How to implement distributed model parallel using torch.distributed

xdwang0726 · September 17, 2020, 2:29pm

I am trying to implement model parallel using torch.distributed(DistributedDataParallel), and I am wondering is there a tutorial for that (single node multiple GPUs)? I know nn.DataParallel is easier to use, however, I use another package that only support torch.distributed. Thanks!

mrshenli · September 17, 2020, 2:59pm

Yep, here is the tutorial: https://pytorch.org/tutorials/intermediate/ddp_tutorial.html#combine-ddp-with-model-parallelism

It should work if you place different layers of the model on different GPUs and pass it to DDP. DDP should be able to detect it is a multi-GPU model. One caveat is that, please make sure no GPUs are shared across processes.

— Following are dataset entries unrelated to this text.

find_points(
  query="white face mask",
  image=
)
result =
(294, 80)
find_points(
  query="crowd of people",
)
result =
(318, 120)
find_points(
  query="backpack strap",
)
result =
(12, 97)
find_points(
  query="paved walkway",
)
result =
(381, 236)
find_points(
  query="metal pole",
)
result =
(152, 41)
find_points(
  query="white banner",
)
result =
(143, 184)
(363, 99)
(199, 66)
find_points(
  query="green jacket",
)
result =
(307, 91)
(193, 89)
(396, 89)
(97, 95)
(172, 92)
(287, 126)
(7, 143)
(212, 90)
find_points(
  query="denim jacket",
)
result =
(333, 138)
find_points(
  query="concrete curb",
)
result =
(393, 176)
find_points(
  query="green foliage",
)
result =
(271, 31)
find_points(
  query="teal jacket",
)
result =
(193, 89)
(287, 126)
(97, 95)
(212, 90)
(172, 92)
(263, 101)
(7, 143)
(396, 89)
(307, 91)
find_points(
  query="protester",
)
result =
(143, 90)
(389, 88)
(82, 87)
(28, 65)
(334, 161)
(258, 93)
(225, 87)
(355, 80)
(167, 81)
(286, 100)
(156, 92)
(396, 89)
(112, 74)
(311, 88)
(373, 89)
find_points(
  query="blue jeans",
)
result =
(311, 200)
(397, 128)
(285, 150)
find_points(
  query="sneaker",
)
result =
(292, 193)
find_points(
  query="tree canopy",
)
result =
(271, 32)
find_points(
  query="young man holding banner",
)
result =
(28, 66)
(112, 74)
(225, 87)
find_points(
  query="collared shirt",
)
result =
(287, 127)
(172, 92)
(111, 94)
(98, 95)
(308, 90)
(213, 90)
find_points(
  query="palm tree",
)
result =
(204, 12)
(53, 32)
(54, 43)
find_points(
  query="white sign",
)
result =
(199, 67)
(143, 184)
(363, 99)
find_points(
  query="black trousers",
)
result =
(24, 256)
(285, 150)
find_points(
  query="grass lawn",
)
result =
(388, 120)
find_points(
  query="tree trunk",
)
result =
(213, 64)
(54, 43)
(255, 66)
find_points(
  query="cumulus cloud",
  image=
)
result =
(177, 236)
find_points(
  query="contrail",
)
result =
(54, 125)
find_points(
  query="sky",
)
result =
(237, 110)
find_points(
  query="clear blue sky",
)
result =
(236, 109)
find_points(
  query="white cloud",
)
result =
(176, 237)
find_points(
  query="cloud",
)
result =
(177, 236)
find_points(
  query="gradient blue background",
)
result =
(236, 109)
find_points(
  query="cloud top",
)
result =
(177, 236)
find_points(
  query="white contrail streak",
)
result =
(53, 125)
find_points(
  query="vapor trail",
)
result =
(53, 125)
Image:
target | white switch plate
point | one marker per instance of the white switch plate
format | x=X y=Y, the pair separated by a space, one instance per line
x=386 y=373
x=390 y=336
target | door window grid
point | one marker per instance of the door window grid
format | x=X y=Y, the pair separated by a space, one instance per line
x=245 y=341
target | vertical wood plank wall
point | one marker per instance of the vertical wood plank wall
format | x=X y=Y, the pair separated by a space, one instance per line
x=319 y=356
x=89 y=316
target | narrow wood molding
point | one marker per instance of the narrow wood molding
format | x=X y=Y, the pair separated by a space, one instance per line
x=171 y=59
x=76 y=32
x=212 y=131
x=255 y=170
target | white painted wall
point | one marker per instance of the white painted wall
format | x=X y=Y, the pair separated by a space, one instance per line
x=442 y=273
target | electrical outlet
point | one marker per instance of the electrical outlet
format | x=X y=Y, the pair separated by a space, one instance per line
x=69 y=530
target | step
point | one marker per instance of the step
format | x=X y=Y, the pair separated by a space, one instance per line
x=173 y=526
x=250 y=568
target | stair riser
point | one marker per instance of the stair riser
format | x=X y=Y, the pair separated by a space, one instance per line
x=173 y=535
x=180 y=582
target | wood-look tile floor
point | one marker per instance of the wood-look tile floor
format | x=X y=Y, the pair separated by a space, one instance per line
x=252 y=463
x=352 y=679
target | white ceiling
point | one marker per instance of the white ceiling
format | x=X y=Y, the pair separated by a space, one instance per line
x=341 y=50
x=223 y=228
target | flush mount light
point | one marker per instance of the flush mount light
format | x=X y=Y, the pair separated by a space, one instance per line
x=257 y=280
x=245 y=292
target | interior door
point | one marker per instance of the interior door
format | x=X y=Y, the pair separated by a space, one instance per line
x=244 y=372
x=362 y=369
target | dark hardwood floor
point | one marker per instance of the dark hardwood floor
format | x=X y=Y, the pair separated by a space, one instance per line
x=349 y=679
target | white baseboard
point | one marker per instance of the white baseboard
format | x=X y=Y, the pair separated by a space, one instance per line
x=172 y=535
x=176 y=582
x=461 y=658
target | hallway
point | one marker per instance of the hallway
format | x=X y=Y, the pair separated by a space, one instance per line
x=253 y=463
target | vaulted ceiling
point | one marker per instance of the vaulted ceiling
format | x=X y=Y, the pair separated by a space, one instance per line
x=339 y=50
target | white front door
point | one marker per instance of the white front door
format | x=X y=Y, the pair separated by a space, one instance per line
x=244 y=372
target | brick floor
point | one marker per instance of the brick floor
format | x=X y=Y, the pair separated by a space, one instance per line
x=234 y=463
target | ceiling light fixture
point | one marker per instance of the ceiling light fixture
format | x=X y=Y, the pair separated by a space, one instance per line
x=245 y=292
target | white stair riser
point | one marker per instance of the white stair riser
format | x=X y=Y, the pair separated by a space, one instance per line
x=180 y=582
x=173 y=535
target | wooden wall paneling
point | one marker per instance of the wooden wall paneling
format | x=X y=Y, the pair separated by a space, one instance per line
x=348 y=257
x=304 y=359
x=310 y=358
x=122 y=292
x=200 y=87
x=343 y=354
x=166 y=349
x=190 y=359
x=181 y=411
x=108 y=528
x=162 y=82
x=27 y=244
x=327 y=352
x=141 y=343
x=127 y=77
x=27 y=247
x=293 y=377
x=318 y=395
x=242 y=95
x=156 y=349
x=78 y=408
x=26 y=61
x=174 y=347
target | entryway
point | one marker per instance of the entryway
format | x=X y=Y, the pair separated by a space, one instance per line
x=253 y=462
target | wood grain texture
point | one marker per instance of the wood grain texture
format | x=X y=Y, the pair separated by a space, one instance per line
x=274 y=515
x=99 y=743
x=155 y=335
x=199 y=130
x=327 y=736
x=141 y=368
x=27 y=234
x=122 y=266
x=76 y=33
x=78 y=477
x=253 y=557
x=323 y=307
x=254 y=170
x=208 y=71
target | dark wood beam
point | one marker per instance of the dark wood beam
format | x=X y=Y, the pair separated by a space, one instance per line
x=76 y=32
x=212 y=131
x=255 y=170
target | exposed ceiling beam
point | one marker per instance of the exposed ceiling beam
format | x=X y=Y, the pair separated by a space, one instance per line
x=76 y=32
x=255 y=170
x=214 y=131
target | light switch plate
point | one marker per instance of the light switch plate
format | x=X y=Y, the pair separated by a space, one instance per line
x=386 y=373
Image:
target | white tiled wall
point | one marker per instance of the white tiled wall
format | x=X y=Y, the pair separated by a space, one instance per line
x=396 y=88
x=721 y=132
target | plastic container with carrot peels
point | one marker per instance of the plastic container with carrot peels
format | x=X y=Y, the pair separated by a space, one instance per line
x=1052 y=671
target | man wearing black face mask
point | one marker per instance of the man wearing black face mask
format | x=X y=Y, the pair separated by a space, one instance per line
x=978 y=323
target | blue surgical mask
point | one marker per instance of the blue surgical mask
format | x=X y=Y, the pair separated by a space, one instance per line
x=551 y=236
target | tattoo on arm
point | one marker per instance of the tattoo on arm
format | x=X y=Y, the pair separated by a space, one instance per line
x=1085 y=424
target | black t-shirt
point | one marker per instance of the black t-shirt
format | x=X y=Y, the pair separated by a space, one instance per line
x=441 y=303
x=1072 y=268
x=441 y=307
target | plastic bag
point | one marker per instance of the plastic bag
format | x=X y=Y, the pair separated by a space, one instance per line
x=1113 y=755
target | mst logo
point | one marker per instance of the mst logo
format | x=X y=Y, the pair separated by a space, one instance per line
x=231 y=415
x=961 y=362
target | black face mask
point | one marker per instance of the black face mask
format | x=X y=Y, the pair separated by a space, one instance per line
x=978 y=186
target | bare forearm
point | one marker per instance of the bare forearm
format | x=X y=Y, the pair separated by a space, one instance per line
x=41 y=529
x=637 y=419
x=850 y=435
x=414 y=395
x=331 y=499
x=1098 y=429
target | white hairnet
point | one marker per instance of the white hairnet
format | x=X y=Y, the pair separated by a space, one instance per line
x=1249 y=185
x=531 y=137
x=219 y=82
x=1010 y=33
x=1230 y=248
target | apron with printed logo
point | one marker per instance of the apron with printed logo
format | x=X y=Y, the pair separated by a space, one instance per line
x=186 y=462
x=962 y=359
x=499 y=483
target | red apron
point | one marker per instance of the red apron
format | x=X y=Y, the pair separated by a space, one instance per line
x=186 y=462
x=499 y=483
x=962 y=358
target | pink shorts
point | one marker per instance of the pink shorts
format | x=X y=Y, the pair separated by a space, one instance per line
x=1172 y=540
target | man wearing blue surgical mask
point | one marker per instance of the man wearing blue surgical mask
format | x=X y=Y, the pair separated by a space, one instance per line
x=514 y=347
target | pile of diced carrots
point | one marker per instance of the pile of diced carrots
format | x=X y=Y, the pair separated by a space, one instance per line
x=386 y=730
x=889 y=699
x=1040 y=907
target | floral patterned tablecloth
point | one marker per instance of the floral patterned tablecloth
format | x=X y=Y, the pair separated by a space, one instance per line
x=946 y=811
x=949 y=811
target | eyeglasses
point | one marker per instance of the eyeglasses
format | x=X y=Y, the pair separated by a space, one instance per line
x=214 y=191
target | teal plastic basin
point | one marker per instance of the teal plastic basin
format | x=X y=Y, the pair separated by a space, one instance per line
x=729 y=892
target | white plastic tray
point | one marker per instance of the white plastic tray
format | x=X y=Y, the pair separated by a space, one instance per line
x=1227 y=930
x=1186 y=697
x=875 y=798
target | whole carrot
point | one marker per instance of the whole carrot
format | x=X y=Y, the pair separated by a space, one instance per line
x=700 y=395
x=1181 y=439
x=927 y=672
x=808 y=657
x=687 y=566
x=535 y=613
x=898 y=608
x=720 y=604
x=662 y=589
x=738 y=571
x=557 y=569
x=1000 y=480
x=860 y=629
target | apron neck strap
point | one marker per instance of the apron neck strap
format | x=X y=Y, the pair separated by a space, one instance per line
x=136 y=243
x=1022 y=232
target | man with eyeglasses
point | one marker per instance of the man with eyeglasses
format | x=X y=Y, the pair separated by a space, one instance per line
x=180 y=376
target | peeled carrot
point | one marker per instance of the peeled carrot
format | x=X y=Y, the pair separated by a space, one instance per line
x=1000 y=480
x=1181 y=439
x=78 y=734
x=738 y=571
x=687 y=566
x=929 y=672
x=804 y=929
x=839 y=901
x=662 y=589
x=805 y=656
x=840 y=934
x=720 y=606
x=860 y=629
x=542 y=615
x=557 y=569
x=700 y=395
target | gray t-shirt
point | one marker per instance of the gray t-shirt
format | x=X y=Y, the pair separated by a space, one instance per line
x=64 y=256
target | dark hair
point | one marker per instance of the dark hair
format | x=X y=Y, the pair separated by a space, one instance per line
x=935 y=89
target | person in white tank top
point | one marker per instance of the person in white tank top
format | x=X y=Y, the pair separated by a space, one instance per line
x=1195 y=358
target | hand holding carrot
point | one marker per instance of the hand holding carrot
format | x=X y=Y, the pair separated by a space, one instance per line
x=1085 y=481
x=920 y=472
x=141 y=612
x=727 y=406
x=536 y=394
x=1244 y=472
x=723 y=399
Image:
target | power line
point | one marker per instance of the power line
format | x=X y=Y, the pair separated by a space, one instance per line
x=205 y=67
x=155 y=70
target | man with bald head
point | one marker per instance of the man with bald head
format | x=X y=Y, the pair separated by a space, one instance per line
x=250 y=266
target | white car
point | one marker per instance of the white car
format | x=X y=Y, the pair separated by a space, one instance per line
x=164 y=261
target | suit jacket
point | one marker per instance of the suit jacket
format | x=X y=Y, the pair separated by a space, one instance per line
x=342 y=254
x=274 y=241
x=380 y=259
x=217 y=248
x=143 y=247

xdwang0726 · September 20, 2020, 11:29am

I followed the tutorial online, however I got the error message RuntimeError: Model replicas must have an equal number of parameters. in model = torch.nn.parallel.DistributedDataParallel(model)
Any idea what might cause this issue? Thanks!

pritamdamania87 · September 23, 2020, 2:59am

@xdwang0726 Do you see this error when using the code in the tutorial? Or is it some custom code based on the tutorial? If it is the latter, could you provide a minimal repro of the issue?